Memory and parallelism tuning

nalepae / pandarallel

A simple and efficient tool to parallelize Pandas operations on all available CPUs

https://nalepae.github.io/pandarallel

BSD 3-Clause "New" or "Revised" License

3.59k stars 208 forks source link

Memory and parallelism tuning #230

Open jamessmith123456 opened 1 year ago

jamessmith123456 commented 1 year ago

（1）It seems that memory issues cannot be solved when there is a large amount of data. （2）If the parallelism is 20, the original data will be copied in 20 copies？（3）How can I solve the coordination relationship between memory and CPU to set the optimal parameters，please?

nalepae commented 1 year ago

(1): Pandarallel basically doubles the amount of needed memory, as stated in the documentation:

pandarallel gets around this limitation by using all cores of your computer. But, in return, pandarallel need twice the memory that standard pandas operation would normally use.

(2): No, the original data will be copied only once, whatever the parallelism.

(3): There is no coordination relationship between CPU and memory (cf (2))

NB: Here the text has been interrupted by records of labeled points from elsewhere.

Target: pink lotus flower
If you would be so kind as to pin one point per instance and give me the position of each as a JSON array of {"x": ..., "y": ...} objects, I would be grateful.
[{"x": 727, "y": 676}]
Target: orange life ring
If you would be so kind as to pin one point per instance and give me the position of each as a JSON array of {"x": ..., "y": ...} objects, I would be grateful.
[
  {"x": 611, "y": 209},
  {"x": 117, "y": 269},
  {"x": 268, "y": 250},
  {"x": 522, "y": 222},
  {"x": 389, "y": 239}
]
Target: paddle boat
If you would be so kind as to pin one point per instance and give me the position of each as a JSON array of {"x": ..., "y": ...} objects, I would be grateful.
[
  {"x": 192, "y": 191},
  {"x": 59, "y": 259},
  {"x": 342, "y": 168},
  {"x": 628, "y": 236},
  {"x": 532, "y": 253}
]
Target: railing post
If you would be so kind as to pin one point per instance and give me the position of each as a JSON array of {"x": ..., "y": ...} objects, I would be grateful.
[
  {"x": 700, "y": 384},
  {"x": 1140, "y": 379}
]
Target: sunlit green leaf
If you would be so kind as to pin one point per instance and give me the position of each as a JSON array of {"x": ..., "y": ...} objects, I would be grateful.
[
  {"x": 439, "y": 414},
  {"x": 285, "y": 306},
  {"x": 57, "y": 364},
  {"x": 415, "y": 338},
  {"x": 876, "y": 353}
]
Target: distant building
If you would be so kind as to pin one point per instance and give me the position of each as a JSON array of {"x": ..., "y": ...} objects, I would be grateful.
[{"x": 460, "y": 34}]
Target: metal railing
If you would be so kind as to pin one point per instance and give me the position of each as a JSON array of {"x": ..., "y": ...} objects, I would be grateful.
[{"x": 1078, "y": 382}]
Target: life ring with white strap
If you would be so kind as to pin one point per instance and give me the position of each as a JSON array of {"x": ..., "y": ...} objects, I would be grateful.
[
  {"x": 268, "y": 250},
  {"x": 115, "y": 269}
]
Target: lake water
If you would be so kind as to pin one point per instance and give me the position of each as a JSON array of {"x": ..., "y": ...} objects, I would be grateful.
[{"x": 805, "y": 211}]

SysuJayce commented 1 year ago

(1): Pandarallel basically doubles the amount of needed memory, as stated in the documentation:

pandarallel gets around this limitation by using all cores of your computer. But, in return, pandarallel need twice the memory that standard pandas operation would normally use.

(2): No, the original data will be copied only once, whatever the parallelism.

(3): There is no coordination relationship between CPU and memory (cf (2))

hi @nalepae , if the amount of data is quite large, how can we boost the preparation before apply()?

If I have 100GB data read in memory, I have to wait a long time before the apply start

nalepae commented 5 months ago

Pandaral·lel is looking for a maintainer! If you are interested, please open an GitHub issue.

shermansiu commented 2 months ago

@SysuJayce, what do you mean by "boosting the preparation"?

If you are memory-bound, I would suggest breaking up your dataframe into smaller shards and applying your function to each shard.

Do you have any other problems? If not, I would like to close this issue.